Acceptance and Commitment Therapy (ACT) explained Pt 2

To read Part 1 of this entry please click here

So we’ve had a brief look at the ‘acceptance’ side of ACT, now let’s talk about ‘commitment’. The word commitment is actually short for “Commitment to valued action”, this means taking action that is in line with your values.

And you might be thinking “are you going to make me create a list of my values? boooring!” well indirectly yes. We need to identify what we love, cherish and enjoy so that we can make choices that reflect these. Here’s a creative way to identify your true values and uncover some that you might not find just by ‘thinking’ about it:

  • Relax your body and take a few deep breaths
  • Choose someone in your life that is very important to you (partner, child, family member, friend)
  • Visualise that person 10 years in the future from now (or 15/20 years if your prefer)
  • You now have the opportunity to ‘peek inside’ that person’s mind and discover what they think of you
  • Listen to everything that they appreciate and adore about you
  • Hear your loved one’s thoughts about your achievements over the past 10 years
  • You are able to hear their most heartfelt thoughts even if this person would not normally have the courage to express them verbally
  • Finally hear the person’s favourite quality about you
  • Take note of all the characteristics mentioned and circle those that resonate strongly with you
  • Repeat this exercise using other people in your life

This simple exercise can assist you to decide what you would like to achieve in your life and what qualities you would like to operate with.
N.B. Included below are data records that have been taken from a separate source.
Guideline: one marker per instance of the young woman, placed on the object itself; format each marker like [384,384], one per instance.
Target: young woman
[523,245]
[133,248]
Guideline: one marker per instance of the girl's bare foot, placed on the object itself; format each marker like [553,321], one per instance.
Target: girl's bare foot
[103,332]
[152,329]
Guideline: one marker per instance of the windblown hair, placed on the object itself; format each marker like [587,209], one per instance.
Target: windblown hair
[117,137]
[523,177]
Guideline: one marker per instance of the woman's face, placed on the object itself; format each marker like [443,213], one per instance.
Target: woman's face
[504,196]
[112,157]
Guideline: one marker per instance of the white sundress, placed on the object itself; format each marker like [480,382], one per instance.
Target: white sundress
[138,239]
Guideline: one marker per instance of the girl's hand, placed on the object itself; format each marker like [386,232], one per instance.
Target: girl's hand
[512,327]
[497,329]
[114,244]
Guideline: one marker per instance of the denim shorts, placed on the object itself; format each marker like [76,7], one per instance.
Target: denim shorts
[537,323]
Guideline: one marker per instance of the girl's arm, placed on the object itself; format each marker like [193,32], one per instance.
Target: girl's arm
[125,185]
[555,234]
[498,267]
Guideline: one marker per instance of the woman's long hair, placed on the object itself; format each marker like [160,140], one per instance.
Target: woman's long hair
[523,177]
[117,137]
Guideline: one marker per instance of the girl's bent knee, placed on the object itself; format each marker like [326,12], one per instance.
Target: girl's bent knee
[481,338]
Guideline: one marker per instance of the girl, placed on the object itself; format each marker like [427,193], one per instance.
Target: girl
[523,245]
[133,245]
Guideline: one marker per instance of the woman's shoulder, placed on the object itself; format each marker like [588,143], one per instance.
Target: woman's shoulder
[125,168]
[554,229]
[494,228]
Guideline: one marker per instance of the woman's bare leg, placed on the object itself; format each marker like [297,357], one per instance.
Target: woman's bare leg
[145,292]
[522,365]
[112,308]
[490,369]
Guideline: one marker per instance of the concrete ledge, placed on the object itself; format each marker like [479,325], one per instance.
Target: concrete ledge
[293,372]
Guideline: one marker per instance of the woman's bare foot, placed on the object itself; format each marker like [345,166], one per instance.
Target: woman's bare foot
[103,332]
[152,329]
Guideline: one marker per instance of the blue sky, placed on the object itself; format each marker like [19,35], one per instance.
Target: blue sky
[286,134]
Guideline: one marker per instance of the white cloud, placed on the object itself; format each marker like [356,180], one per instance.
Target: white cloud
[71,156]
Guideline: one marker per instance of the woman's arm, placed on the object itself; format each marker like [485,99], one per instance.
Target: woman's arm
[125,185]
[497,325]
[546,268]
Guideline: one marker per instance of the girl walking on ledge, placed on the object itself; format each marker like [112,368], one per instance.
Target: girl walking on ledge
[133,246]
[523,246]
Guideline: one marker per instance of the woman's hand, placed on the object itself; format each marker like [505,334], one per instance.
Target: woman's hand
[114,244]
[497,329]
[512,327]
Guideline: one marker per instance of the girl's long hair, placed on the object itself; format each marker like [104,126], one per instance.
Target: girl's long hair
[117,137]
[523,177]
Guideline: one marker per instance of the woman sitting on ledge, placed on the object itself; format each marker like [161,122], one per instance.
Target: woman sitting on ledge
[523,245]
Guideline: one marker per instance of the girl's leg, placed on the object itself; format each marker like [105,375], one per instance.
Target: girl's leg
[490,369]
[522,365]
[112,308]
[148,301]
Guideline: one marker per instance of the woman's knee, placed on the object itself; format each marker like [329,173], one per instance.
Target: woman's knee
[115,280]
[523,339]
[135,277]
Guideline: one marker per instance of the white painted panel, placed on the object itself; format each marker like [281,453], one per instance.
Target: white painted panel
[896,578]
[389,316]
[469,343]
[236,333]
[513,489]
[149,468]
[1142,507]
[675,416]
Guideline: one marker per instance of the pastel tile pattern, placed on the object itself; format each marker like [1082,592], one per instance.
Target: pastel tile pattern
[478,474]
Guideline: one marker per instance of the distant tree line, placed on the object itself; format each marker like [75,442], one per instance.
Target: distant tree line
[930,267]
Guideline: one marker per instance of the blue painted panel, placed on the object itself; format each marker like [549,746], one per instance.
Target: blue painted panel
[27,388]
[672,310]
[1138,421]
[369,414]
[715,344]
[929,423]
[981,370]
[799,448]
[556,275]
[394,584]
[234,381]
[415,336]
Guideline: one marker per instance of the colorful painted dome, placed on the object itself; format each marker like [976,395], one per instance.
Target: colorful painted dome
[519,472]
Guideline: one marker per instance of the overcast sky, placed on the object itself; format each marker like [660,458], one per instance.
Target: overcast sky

Values are not goals. Goals are important for planning what you want to achieve in life and values are the attitude that you take with you on your journey toward those goals. For example, you cannot value having a successful business (this is a goal) however you can value being organised, motivated and enthusiastic about your business. When you act in alignment with these values you feel great.

Values are only about you. You cannot value being in a perfect relationship or having a great partner however you can value being a loving and supportive parter. Next time you’re about to pick on your partner for something he or she has done that you’re not happy about, ask yourself: Is this behaviour in alignment with my values about the sort of partner I want to be?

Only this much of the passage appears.